Gewgaws and Tchotchkes

Teach for long enough and you usually pick up a few gimmicks from watching how others operate in a classroom. You always swipe the really good gimmicks and sometimes you even forget where you first saw them. Below are three I've started using in the past few years. Like I said, I didn't come up with these. I just stole them from someone and have since forgotten who it was.

Choosing the spokesperson
I use a lot of group work in class. Students will break into units of four or five to analyze a problem, share responses or complete a small group project. To facilitate the "reporting out" someone has to be appointed to make notes of the conversation, points of consensus, disagreement, evidence, etc.

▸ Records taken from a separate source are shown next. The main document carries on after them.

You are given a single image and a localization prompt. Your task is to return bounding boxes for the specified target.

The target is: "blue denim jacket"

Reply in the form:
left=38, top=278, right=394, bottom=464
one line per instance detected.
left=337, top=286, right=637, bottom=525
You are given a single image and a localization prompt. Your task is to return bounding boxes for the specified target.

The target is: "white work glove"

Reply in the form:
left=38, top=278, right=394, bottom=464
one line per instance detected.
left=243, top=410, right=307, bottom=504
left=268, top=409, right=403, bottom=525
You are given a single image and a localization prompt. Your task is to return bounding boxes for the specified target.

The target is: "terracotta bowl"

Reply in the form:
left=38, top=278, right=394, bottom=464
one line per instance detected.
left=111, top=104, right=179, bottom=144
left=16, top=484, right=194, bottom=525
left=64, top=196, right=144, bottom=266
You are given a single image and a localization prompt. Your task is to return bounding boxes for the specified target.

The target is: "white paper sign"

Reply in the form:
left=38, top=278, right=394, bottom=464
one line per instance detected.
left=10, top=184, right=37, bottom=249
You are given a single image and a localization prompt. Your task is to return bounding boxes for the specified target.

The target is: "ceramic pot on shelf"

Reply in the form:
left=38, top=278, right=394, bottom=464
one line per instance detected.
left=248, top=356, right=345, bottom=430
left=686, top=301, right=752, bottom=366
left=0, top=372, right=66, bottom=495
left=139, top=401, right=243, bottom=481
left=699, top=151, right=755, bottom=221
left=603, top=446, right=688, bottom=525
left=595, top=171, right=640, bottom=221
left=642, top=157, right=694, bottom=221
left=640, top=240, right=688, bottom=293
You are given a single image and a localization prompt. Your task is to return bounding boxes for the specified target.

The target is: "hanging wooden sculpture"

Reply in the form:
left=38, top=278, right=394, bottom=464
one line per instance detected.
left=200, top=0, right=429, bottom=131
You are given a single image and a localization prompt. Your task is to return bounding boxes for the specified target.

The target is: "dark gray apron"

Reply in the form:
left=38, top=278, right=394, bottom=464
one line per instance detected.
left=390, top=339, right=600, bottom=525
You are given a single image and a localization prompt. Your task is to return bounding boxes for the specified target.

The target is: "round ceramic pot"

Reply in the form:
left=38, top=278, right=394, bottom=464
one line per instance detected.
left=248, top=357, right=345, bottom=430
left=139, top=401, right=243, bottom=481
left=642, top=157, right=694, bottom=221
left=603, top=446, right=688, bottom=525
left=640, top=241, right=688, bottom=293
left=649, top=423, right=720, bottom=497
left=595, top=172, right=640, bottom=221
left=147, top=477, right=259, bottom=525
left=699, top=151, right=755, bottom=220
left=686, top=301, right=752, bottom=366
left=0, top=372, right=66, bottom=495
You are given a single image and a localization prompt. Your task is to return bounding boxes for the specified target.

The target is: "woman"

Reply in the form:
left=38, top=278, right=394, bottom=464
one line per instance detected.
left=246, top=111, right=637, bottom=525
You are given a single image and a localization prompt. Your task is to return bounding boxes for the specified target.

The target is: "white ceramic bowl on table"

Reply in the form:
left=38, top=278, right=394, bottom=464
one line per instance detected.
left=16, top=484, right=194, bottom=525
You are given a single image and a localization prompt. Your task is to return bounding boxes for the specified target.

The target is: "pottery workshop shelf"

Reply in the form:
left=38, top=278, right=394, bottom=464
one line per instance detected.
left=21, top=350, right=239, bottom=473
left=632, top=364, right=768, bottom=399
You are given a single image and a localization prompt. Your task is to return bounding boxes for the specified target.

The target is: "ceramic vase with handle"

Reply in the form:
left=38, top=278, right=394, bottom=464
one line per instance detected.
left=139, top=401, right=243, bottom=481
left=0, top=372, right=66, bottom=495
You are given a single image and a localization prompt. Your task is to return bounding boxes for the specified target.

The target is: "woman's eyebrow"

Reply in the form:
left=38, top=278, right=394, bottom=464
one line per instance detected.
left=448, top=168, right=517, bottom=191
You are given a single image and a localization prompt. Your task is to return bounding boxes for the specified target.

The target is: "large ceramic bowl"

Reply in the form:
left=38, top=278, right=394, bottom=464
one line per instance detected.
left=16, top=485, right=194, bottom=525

Seldom does anyone volunteer for this and there can ensue several minutes of "I'm not doing it!" "Well, I'm not either."

To eliminate this little drama, I tell the class that on the count of three everyone needs to point to someone else in their group. The person with the most fingers pointed at him or her is the spokesperson. The students generally get a kick out of this the first time. The second time around you can offer the original spokesperson an "immunity idol," which prevents the same person getting stuck with the job over and over. You can even do variations on this gimmick using birthdays, middle names arranged alphabetically, height, whatever. The thing is to get them started on the task as quickly as possible.

Time's up
Ending group work or an in-class writing can also be handled better. Sometimes a group will be going so well you hate to stop them, but you have to because you need to move on. It can be clumsy to simply walk up to the table, interrupt them and say, "Three minutes." They lose their focus. In-class writing can also be tricky. Students compose at varying speeds. If you set aside 15 minutes for the task, some will be done in five and others will take the rest of the period if you let them. A few years ago at a conference a guy had broken us into groups to work on something. Instead of interrupting our group's conversation once it got going, he told us beforehand that he would flick the lights off and on when there were three minutes left. It worked great. Everyone knew what it meant and we kept right on working. I've used this with in-class writing and have noted that it doesn't cause students to break their concentration or even, in most cases, lift their heads from their responses.

May I have your attention please?
This last one's a little weird, but the darned thing works with eerie regularity (it's especially handy with lively, talkative classes). When you need to get the students' attention and they are chattering away, you can walk to the center of the room, stand perfectly still and begin speaking at a volume slightly below your regular voice. The important thing is not to move at all. You must remain absolutely motionless and keep talking in that low voice. The effect of this is not unlike someone tapping a spoon against a wine glass to offer a toast at a wedding. Within seconds the room will grow almost completely quiet. If you move, however, the effect will be spoiled. I don't know why this works, but it does.

Gimmicks like these do not the great teacher make, but they do make the job easier and often more fun. If I had to choose between learning ten new teacher gimmicks like these or the latest pedagogical panacea... Well, what can I say?  I've always had a soft spot for cheesy gimmicks.